Authentication
Overlord supports two ways to authenticate a surface: OAuth and agent tokens. Which one you reach for depends on where the surface runs and whether it can complete an interactive browser flow.
The two methods
- OAuth — an interactive, browser-based login. The resulting session is shared across Overlord Desktop and the CLI on the same machine, and it expires and refreshes like a normal user session. Best when a human can complete a consent screen and the surface runs on a trusted local machine.

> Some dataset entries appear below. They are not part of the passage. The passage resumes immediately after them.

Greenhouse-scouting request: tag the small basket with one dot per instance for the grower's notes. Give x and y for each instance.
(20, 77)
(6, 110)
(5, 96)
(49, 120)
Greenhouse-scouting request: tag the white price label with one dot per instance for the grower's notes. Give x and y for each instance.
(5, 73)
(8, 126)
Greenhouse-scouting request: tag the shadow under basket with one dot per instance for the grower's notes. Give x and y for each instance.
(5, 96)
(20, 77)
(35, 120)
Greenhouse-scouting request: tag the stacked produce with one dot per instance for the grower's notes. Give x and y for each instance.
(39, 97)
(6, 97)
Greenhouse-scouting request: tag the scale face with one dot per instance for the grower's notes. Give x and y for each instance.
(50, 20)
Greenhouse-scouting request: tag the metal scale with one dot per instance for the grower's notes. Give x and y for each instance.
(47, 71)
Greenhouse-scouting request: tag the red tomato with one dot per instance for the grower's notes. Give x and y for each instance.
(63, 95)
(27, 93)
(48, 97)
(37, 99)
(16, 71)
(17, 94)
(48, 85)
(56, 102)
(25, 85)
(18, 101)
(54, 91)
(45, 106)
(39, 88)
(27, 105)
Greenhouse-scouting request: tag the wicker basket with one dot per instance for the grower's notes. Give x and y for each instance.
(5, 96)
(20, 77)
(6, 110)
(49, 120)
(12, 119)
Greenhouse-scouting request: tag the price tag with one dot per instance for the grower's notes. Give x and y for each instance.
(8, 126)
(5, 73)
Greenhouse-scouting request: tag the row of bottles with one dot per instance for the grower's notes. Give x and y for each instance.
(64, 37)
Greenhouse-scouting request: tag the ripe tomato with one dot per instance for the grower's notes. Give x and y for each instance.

- Agent token — a durable, per-user token (prefixed
oat_) created in Settings → Agent Tokens. It never expires until you revoke it and requires no browser flow, which makes it the right choice for headless, cloud, or CI environments — and for any CLI that runs separately from Overlord Desktop.
How to choose
| Situation | Use |
|---|---|
| Overlord Desktop on your machine | OAuth |
| CLI on the same machine as Desktop | OAuth (shared session) |
| CLI in a separate container or remote target | Agent token |
| Cloud / hosted agent over MCP, OAuth-capable runtime | OAuth |
| Cloud / hosted agent over MCP, OAuth unreliable | Agent token |
What every method shares
- Requests are always scoped to an organization. Ticket ids like
1:1263carry the organization id, so ticket-scoped commands infer scope automatically; non-ticket calls fall back to--organization-idor the stored default. - Credentials live locally — in shared Desktop/CLI credential files for OAuth, or in environment variables / saved CLI credentials for agent tokens. Overlord never asks you to paste a long-lived secret into the web app.
- If a CLI or protocol call returns
401, runovld auth repairfirst, thenovld auth loginif repair does not resolve it.